On a remarqué sans doute que, dans les premières pages de mon journal de captivité, j’ai relevé avec soin les menus que les Allemands nous offrirent. Prisonnier, je n’attendais point qu’on me traitât en prince. Mais j’avais lu si souvent que l’Allemagne se consumait du manque de vivres, que je voulais m’en assurer. Or on ne nous avait pas bourré le crâne, voilà ce qu’il faut que je reconnaisse sans détour.
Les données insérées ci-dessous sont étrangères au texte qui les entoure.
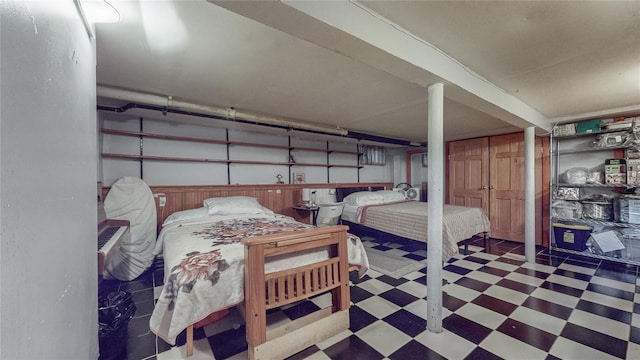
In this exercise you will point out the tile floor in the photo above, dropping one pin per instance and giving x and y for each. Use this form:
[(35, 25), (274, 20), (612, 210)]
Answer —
[(496, 306)]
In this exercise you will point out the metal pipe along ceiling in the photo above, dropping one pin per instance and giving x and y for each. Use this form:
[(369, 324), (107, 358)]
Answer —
[(217, 112), (168, 104)]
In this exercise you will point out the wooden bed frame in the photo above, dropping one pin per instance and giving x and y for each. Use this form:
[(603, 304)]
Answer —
[(267, 291)]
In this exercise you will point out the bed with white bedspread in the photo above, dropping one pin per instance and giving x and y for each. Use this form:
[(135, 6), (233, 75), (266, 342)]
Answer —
[(409, 219)]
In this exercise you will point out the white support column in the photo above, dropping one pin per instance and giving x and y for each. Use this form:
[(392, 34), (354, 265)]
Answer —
[(529, 194), (435, 149)]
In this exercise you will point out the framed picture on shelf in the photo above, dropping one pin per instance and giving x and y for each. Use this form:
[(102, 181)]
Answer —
[(298, 178)]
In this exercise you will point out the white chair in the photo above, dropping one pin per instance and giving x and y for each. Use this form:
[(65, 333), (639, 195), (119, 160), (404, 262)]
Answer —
[(329, 214)]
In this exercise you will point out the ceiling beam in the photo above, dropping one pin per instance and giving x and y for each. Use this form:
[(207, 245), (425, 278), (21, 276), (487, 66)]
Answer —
[(353, 30)]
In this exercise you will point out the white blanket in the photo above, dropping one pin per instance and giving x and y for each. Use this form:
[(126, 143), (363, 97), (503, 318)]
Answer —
[(204, 266), (131, 199)]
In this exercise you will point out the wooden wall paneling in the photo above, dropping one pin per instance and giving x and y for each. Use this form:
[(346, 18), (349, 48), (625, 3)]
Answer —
[(278, 197)]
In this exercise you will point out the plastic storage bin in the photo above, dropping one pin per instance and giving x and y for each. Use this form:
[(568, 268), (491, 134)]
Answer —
[(572, 237)]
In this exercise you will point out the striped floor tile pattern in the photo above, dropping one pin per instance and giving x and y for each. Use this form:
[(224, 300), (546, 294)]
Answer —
[(496, 306)]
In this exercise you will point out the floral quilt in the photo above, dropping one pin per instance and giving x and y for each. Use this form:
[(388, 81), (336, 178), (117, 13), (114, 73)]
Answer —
[(204, 266)]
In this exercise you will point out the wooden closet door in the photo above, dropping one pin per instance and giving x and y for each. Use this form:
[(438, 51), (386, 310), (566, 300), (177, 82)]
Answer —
[(468, 173), (507, 186)]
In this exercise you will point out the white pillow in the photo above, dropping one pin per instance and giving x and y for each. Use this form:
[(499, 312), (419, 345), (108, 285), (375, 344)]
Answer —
[(186, 215), (233, 205), (362, 198), (390, 196)]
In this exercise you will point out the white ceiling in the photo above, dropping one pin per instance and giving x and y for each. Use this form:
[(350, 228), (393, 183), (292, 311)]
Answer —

Certes, à la citadelle de Mayence, pendant que nous subissions la quarantaine de rigueur, on nous gâta, c’est indéniable. Ce qu’on nous servait à chaque repas n’était ni mauvais, ni insuffisant. Si ce régime avait duré, jamais je n’aurais cru à la faim allemande, car, pour nourrir ainsi des prisonniers, il apparaissait que l’Allemagne ne se privait pas. Mais ces jours d’abondance ne se prolongèrent point. Je l’ai déjà dit. Je n’y reviendrai pas. Exception faite pour l’hôpital d’Offenburg, où j’étais sur le même pied que les blessés allemands, tout au moins quant à la nourriture, je dois déclarer que les jours de Mayence furent des jours miraculeux.